In some cases the protein of interest could not be observed in the cell extracts, either with the
commercially available lysis products or with Aperto. A large number of additives were tested with
Aperto, at concentrations generally ranging from 12.5 50% final volume, and 5 additives were
found to have broad application. In the example below 4 of the 5 additives improve solubility
when compared to Aperto alone (A) and the competing product (C).
Examples requiring more stringent conditions are shown below
GROWTH CONDITONS
Growth conditions had a significant effect on expression and the ability to recover the difficult
proteins tested. Cells were typically grown in defined media then transferred to a modified Studier
Media for induction2. The following conditions were found to yield the best results.
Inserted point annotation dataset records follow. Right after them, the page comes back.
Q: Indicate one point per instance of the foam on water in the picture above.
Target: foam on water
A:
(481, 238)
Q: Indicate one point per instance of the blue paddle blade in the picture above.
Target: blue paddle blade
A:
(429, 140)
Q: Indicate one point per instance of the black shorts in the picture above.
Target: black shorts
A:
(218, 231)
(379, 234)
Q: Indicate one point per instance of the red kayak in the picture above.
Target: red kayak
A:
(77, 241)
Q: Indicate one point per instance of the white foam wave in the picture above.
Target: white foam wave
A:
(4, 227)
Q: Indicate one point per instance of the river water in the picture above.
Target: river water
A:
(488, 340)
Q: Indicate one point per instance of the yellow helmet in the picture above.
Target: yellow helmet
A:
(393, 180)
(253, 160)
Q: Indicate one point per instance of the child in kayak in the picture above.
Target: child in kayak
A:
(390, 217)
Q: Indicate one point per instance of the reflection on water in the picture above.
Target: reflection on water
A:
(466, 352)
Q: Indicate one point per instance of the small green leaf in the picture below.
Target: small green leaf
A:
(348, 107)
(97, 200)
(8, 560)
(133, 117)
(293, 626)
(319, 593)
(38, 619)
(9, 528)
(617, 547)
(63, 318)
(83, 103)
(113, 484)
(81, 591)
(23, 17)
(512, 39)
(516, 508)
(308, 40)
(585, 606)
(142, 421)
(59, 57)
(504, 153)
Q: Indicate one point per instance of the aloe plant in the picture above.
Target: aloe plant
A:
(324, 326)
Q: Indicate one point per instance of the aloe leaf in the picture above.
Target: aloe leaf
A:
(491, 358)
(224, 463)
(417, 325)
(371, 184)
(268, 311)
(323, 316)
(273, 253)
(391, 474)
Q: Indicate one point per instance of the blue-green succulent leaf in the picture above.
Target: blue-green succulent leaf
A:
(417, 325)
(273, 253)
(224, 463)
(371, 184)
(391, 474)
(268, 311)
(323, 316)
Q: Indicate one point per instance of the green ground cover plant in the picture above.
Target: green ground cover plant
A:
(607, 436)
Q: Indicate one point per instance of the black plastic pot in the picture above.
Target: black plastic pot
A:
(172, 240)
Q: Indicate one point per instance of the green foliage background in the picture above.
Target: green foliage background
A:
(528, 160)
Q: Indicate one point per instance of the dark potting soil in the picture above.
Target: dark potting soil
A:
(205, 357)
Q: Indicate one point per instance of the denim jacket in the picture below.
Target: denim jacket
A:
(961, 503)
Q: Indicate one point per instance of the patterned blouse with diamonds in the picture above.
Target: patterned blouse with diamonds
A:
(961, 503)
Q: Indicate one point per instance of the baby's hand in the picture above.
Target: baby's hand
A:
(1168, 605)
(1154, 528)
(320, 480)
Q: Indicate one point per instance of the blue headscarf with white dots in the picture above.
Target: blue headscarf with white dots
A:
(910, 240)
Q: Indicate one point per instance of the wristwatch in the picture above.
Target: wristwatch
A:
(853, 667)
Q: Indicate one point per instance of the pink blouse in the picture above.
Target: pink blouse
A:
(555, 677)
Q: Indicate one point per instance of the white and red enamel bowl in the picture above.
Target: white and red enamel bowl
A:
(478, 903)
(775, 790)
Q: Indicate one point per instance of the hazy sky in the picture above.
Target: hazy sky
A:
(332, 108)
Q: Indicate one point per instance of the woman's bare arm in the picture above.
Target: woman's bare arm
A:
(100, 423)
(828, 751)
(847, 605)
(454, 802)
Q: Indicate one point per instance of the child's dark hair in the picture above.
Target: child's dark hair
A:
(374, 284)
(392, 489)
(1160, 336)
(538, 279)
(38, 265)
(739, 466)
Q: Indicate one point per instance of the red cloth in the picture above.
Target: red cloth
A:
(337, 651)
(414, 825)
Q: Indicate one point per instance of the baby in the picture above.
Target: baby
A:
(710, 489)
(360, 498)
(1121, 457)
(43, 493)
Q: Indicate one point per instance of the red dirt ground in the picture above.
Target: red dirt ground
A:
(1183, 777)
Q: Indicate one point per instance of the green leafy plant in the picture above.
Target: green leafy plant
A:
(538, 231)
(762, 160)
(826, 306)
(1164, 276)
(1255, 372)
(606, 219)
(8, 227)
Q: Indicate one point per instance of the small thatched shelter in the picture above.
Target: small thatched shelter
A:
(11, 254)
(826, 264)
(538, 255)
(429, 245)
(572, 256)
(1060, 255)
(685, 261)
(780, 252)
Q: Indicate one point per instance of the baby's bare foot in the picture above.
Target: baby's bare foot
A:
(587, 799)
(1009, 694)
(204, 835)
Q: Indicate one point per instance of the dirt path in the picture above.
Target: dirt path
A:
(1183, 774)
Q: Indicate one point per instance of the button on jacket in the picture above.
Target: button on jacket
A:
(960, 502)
FROM A FROZEN GLYCEROL STOCK

  1. 2% inoculum in Teknova Azure Media (Part number 3H5000) w/ 1% glucose and antibiotic
  2. Grow for 16 hrs at 20‐23C
  3. Transfer 25uls of this culture to a fresh 96 well plate containing 500uls of Azure Media 1% glucose + antibiotic
  4. Grow for 16 hrs at 20‐23C then raise temp to 37C and continue to grow for 3 hrs only (37C increases cell mass.....non inducing conditions)
  5. Transfer 25uls of this culture to a fresh 96 well plate containing 500uls Studier 2P Autoinduction Media (Part Number 3S2000)+ antibiotic and grow at 20‐23C for 16‐27 hrs

FROM A SINGLE COLONY ON A PLATE

  1. Prepare 500uls of Teknova Azure Media (Part number 3H5000) w/ 1% glucose and antibiotic in a 2ml deep well 96 well plate. Inoculate w/ a single colony from a fresh plate.
  2. Grow for 16 hrs at 20‐23C then raise temp to 37C and continue to grow for 3 hrs only (37C increases cell mass.....non inducing conditions)
  3. Transfer 25uls of this culture to a fresh 96 well plate containing 500uls Studier 2P Autoinduction Media (Part Number 3S2000) + antibiotic and grow at 20‐23C for 16‐27 hrs

References
1) Cells were generously provided by The Seattle Structural Genomics Center for Infectious Disease F.W. Studier (2005) Protein production by auto‐induction in high‐density shaking cultures. Prot. Exp. Pur. 41, 207‐234.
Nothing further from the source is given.